• Seasonal movements of northern pike in Minto Flats, Alaska

      Albert, Matthew L.; Sutton, Trent M.; Evenson, Matthew J.; Margraf, F. Joseph; Verbyla, David (2016-08)
      Northern pike (Esox lucius) is a large, long-lived piscivorous species that are harvested in sport and subsistence fisheries in Alaska. My study described the seasonal movements of northern pike that inhabit the Minto Lakes portion (Goldstream Creek drainage) of the Minto Flats wetland complex, Alaska, from May 2008 through January 2010. Very high frequency (VHF) radio tags (n = 220) were surgically implanted in northern pike in Minto Flats in May 2007, 2008, and 2009, and fish were relocated with fixed telemetry stations and aerial- and boat-based telemetry surveys.

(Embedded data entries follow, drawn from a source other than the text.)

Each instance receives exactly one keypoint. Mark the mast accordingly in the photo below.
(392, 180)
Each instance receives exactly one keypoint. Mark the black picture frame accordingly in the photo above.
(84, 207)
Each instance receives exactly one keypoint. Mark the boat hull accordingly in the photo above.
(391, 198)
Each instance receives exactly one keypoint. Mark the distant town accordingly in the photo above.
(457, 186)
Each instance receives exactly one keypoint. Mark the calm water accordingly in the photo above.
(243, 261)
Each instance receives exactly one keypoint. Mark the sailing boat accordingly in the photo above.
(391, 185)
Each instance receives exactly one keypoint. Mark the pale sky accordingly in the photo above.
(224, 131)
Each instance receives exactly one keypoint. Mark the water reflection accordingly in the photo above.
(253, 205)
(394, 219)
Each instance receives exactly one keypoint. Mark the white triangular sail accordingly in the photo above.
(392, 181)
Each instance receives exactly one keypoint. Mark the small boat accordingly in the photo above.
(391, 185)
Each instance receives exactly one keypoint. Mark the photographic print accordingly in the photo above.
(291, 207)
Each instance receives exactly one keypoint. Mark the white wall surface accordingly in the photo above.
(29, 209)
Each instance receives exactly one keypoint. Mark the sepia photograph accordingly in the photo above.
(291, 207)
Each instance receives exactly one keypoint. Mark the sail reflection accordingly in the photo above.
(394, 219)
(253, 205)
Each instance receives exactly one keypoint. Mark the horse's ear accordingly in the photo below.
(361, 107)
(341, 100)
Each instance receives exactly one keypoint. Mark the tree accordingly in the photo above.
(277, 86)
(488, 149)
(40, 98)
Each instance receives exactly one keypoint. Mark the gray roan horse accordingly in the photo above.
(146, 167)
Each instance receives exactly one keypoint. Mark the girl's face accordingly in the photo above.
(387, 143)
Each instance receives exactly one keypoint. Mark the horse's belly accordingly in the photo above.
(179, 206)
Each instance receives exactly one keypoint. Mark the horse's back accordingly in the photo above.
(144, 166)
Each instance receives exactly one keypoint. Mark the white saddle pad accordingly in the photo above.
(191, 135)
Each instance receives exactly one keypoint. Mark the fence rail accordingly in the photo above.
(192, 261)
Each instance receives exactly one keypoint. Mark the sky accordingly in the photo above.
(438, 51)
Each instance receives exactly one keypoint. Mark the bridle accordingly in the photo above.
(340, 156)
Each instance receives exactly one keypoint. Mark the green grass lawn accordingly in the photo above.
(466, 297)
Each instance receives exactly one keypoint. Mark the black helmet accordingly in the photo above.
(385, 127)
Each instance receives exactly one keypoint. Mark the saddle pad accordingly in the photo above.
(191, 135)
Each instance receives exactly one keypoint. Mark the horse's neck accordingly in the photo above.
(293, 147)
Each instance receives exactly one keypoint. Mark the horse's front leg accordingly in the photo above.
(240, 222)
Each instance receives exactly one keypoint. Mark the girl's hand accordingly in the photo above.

Radio-tagged northern pike displayed a distinct spring pre-spawning migration into the Minto Lakes study area, where they remained for the duration of the open-water season. A protracted out-migration occurred between late September and early December, with downstream movements peaking in November and October of 2008 and 2009, respectively. Radio-tagged fish present in the Minto Lakes study area during the open-water season overwintered exclusively in a 26-km reach of the Chatanika River from its confluence with Goldstream Creek upstream to the Murphy Dome Road access point. Daily movement rates were greatest during May and August. In addition to providing a better understanding of northern pike life history in Minto Flats, these results will aid managers and researchers by identifying critical habitats and providing information to better design future population assessment experiments.